Taking care of a 55 yo with diabetes, hyperlipidemia, hypertension, coronary artery disease, chronic renal insufficiency, who is depressed, has a rash, erectile dysfunction, esophageal reflux and who is taking care of his elder mother with Alzheimer's dementia.”

I just had the opportunity to review the charts of the patients seen by one of my first-year family medicine residents in one clinic session recently. They included:

· Woman with uncontrolled Diabetes, recently discharged from the hospital with diabetic ketoacidosis; marked edema of legs.

· Woman with anhedonia who feels “fat and alone”; no “physical abuse” – boyfriend just pushes her and she feels safe when she locks the door.

· Woman for “well-woman exam”, who came for Pap smear and prevention, with uncontrolled hypertension, very stressed from working her two jobs, having difficulty with her medication.

All had, in addition, other medical problems.

“Uncomplicated” primary care”? Perhaps you would like to take over the comprehensive management of her patient panel, Dr.
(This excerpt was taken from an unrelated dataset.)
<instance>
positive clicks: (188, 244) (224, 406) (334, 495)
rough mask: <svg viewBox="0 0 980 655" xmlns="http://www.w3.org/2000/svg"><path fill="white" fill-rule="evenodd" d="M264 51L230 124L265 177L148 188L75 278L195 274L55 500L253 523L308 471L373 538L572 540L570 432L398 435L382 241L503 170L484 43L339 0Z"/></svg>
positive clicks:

Cooper?

[1] Baicker K & Chandra A, “Medicare Spending, The Physician Workforce, And Beneficiaries’ Quality Of Care”, Health Affairs, 7 Apr 2004;W4.184
[2] [3] Starfield B, Shi L, Macinko J. Contribution of primary care to health systems and health. Milbank Q. 2005;83:457–502
[3] Ferrer RL, Hambridge SJ, Maly RC, “The essential role of generalists in health care systems”, Annals of Internal Medicine 2005;142:691-699.
[4] . Ferrer RL. Pursuing equity: contact with primary care and specialist clinicians by demographics, insurance, and health status. Ann Fam Med. Nov-Dec 2007;5(6):492-502.
[5] Goodman DC, Grumbach K. Does having more physicians lead to better health system performance? JAMA. 2008;299(3):335-337.
[6] Shi L, Macinko J, Starfield B, Xu J, Regan J, Politzer R and Wulu J, “Primary care, infant mortality, and low birthweight in the states of the USA”,J Epidemiol Community Health 2004;58;374-380

[7] Cooper RA, “States with More Physicians Have Better-Quality Health Care,” Health Affairs 28, no. 1 (2009): w91–w102
[8] Yarnall KS, Pollak KI, Østbye T, Krause KM, Michener JL., Primary care: is there enough time for prevention?, Am J Pub Health, 2003 Apr;93(4):635-41.